William of Baskerville lives at the beginning of a wave of book-loving that might been cresting when Lewis and Sayers were reading and is now in retreat. William died shortly before the invention of printing. Lewis and Sayers died shortly before the invention of digital media. William reads a language of images - on paper, on wood, and on stone - as fluently as he reads a language of words. Lord Peter Wimsey is seldom without a book on his person, but derives particular pleasure from the illustrations of a fourteenth century manuscript because they are "extremely delicate in workmanship, and not always equally so in subject." While we ride the books-in-print wave, text is supreme.

I love words and I love books. But it's obvious that there's more to communication than words and there are more ways to present words than in rows on pages in books. Typography and document design are venerable trades, directly descended from the painstaking work of the monks among whom William of Baskerville travelled. Over the centuries, these practitioners have developed techniques to support or obscure any printed text, and their work continues as technologies and media change and develop.

Two books currently on my deskside shelf encapsulate the status of information for the eye. Karen Schriver's Dynamics in Document Design is a superb overview of the history and current state of knowledge of document and information design. This book covers so much ground that I can't summarize it further than that: it includes typography, audience analysis, industrial design, page layout, reader studies, online information, consumerism, educational and persuasive brochures for kids, academic politics, interplays between text and illustration, plain English movement, and... and... I sometimes argue with it, but this is one of a tiny group of my books that I don't lend to anyone.

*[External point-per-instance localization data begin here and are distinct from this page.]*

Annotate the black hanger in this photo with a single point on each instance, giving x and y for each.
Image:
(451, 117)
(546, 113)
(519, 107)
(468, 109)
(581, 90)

If Schriver's book is a bird's eye view of current knowledge, Robert E. Horn's Visual Language is an ant's eye look at a possible next step. Horn suggests that a new human language is emerging that consists of tightly integrated verbal and visual "communication units", and his book is an attempt to use visual language to describe visual language. In one way this makes it another overview of current information design: it covers many of the same disciplines as Schriver's book. But Horn is not hovering above a landscape. He's looking back from the foot of a cliff, trying to build an idea of how the scene will look from the top.

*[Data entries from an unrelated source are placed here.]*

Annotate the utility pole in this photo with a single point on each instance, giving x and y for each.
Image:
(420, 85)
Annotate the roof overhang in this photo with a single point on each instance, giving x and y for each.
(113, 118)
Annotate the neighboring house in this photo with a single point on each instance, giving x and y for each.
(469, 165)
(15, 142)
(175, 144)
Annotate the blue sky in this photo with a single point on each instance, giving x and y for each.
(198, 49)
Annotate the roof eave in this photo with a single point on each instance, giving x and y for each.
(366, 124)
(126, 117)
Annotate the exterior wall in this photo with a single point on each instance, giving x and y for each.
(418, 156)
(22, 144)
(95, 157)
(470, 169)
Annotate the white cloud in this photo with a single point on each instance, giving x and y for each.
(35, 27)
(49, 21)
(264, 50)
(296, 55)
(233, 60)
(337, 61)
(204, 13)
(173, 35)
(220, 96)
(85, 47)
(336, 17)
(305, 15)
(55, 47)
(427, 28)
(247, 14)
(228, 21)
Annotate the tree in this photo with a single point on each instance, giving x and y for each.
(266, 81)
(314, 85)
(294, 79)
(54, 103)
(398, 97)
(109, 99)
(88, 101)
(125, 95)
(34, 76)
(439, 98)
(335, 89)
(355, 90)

Visual language enables the giving and receiving of multiple sets of information in parallel. One way to imagine what that might mean is to imagine drafting, accepting, and using equal employment opportunity legislation with only spoken words and human memories: no writing or print. Could it be done? Probably, but the result would be vastly different from the systems that we have now. Writing freezes speech for reconsideration and transmission, and in so doing it shifts the way people use and process oral languages. That's the kind of qualitative change that's beginning now. Visual language might be one emerging result. Electronic books are one enabling technology.

Dynamics in Document Design is a quietly beautiful book, and I have serious trouble imagining it off the printed page. Visual Language is downright ugly in places. But I can envisage reading it from a screen with radically different proportions from those of these printed pages. Looking at Visual Language, the book, it's possible to imagine how visual language, the tool, might enable both the subtlety and depth of good document design and also the flexibility of pure text, which can be presented and understood on just about any medium. At the moment those two good things tend to exclude each other; as you can see whenever you try to print an article from the Web or read an online imitation of a paper page.

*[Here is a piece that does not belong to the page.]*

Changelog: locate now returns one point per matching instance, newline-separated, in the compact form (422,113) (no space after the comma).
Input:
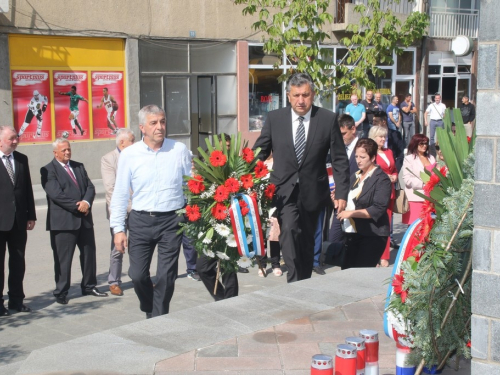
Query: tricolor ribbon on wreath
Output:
(238,224)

The Star Trek stories begin a couple of centuries after the invention of digital media. Devices for readers are already generations better than they were when the Star Trek novels that cracked my credulity were written; I think there's good reason to expect them to attain and surpass the portability, flexibility, and beauty of books within my lifetime. That's well before Captain James T. Kirk will be born. By his lifetime book collecting will surely be an eccentricity, as contrived and out-of-the-mainstream as oral storytelling is today.